In simple terms, my diagnosis of BPD is correct. It does not include psychosis, schizophrenia or
delusions. It is a concise way to show the basics, without including other non-pertinent information.

JORDAN @

I can have only empathy for those beginning their lives in the toxic shadow of abusive parent figures. Both epigenetic and genetic forces are powerfully combined with life’s narratives to create the outcomes in interpersonal behavior that are subject to measurement by scientists and clinicians. If the present dissection allows more precision in the review of these traits, then perhaps the format will prove useful.
Impulsivity, hostility, and rejection sensitivity seem to create serious relational strain and might provide common grounds for study while each maintaining unique biopsychological sub systems. Time for all so affected is of the essence! Good luck with further research.

Samuel Gary @

Very helpful for all affected.
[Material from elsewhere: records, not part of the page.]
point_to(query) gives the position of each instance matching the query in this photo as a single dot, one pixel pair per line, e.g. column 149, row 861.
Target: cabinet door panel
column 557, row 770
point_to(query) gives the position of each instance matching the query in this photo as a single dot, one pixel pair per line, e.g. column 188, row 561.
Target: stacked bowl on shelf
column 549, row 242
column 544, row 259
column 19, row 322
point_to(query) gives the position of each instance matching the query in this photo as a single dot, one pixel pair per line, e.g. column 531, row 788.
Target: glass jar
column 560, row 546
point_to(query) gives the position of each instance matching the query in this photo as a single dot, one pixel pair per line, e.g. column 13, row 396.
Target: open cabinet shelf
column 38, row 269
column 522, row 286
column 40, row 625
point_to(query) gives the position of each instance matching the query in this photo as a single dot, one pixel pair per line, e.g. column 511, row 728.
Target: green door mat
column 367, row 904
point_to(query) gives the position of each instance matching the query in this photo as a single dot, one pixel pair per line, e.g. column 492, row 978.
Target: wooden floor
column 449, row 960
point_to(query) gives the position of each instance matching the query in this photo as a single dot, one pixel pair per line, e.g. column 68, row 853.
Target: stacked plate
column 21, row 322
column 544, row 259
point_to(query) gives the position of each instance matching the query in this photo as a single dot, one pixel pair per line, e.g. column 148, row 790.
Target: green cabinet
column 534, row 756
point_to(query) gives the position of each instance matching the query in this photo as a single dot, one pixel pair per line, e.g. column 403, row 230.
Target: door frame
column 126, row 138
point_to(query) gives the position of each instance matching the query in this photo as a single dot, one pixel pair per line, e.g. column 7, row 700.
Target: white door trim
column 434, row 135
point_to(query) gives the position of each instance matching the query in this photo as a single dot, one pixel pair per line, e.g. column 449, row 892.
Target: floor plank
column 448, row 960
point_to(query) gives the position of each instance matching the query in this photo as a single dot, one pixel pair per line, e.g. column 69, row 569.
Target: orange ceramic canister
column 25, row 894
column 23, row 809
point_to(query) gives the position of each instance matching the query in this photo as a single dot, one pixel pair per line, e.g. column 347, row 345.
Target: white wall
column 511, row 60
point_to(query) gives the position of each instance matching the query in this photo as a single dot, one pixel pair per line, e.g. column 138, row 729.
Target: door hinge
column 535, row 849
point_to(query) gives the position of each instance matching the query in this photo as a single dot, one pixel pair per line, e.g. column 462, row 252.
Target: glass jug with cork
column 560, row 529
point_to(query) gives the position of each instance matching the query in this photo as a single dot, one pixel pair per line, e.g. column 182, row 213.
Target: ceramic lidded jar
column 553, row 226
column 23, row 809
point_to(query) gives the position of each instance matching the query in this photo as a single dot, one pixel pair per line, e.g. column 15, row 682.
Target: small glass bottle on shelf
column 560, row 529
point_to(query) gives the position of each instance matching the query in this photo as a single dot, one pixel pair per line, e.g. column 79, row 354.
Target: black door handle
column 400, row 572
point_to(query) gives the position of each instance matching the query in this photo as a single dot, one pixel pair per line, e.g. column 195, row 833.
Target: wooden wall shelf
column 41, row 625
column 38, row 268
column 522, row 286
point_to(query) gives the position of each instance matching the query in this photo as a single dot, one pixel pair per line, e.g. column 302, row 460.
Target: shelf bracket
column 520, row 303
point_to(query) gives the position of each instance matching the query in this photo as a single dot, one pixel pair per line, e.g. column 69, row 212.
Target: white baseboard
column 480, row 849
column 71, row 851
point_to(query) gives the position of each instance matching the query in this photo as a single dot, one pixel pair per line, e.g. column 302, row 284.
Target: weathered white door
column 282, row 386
Thank you, Samuel Gary.

Kathryn @

I do not understand what this adds to or supersedes with the DSM-- it also seems far short of anything that would be useful in developing a comprehensive treatment plan or assessing severity.

coffee and seneca @

The emotional blunting, akathisia, toxic delusions, akathisia induced aggressiveness, emotional lability, akathisia induced violence against self and others: - can all lead to the erroneous label of borderline personality disorder in addition to misdiagnosed "psychotic depression" and "bipolar disorder".
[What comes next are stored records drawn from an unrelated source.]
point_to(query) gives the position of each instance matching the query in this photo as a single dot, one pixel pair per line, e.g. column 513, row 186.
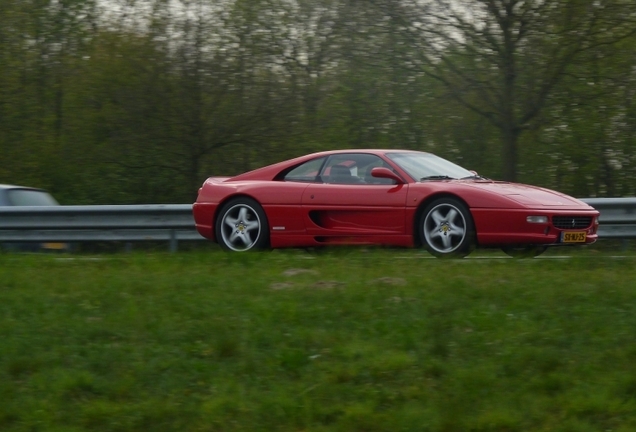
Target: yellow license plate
column 55, row 246
column 574, row 237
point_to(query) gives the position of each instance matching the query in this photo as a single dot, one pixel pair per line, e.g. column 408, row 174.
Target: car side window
column 306, row 172
column 353, row 168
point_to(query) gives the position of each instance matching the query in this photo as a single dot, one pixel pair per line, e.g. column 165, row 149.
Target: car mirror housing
column 382, row 172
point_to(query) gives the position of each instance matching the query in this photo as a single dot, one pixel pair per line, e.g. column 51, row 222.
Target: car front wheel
column 242, row 225
column 446, row 228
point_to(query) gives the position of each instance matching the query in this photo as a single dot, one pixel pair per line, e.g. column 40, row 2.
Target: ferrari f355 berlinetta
column 386, row 197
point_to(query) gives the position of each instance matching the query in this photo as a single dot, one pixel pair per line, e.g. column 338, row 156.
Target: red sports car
column 388, row 197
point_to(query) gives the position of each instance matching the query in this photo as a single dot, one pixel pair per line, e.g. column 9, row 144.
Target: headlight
column 537, row 219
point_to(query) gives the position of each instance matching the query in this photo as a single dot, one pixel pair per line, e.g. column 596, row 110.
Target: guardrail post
column 173, row 241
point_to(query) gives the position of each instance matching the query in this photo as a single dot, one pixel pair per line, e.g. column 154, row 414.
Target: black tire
column 446, row 228
column 241, row 226
column 529, row 251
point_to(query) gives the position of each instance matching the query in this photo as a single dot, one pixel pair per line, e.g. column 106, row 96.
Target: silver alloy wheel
column 445, row 228
column 240, row 227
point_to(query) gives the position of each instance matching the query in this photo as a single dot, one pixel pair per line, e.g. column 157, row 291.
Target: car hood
column 531, row 196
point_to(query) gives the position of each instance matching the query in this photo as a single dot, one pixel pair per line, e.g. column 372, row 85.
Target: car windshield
column 427, row 166
column 30, row 197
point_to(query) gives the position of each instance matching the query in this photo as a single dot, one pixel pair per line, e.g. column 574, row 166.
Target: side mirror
column 382, row 172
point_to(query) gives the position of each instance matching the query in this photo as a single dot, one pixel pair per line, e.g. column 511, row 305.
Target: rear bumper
column 509, row 226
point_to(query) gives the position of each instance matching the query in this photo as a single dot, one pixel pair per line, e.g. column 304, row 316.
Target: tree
column 503, row 59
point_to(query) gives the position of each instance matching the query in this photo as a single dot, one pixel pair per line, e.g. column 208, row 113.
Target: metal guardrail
column 618, row 217
column 127, row 223
column 174, row 222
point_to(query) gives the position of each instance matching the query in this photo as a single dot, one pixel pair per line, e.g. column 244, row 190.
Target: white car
column 11, row 195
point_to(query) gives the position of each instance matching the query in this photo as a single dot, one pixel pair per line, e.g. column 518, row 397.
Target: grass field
column 350, row 340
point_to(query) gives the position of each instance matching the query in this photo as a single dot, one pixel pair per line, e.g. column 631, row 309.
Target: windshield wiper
column 475, row 177
column 438, row 177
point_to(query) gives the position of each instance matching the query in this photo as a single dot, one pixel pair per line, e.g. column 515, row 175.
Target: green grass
column 350, row 340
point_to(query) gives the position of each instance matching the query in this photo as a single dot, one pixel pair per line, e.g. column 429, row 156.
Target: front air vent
column 572, row 222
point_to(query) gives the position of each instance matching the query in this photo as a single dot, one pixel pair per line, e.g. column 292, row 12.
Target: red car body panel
column 305, row 214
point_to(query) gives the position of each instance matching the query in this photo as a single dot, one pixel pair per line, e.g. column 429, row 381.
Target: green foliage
column 376, row 340
column 142, row 106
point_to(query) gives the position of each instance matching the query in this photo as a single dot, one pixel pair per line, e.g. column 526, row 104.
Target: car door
column 347, row 201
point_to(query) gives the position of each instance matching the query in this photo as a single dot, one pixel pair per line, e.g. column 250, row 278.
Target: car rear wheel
column 242, row 225
column 447, row 229
column 529, row 251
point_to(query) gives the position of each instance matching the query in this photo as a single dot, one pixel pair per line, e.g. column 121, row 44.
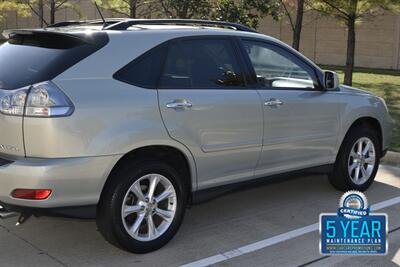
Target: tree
column 296, row 26
column 245, row 12
column 129, row 8
column 38, row 7
column 350, row 13
column 21, row 8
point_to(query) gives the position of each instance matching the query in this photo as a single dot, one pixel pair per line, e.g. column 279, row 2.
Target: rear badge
column 353, row 229
column 8, row 148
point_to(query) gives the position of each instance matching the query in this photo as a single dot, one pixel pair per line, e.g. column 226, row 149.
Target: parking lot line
column 275, row 239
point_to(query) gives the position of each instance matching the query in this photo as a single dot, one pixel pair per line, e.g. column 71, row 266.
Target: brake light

The intensity and duration of the persistent destruction of intimacy and sexuality caused by SSRIs ----> PSSD - (persisting for months and years - even after slow taper withdrawal) - add to the very real risk of misdiagnosis.

The suffering of SSRI/ SNRI withdrawal syndromes also produces adverse changes in personality and social functioning.

roger @

You exagerate.

Markham @

Total rubbish. How about a history of being emotionally, verbally and/or physically abused? How about alcoholic, drug abusing parents? How about poverty? People in family incarcerated? How about acting out family issues and then getting punished? This works in both lower and higher-functioning families, and in both lower and higher income families.. My parents were doctors, and I am married to a clinical psychologist. How about getting a life, folks! The psychoanalytic model is out of date, and was never on target. Forget Sigmund.

Kathryn @

The Adverse Child Experiences lobby has pretty much nailed it when we talk about the psychoanalytical insight to our causes of personality disorders. Although Freud was a bit of a drug addict and experimented on his own children, his direction was pretty valid. ACE research shows that childhood experiences have a strong influence on our life expectancies.

I have an ACE count of 4. The research works for me.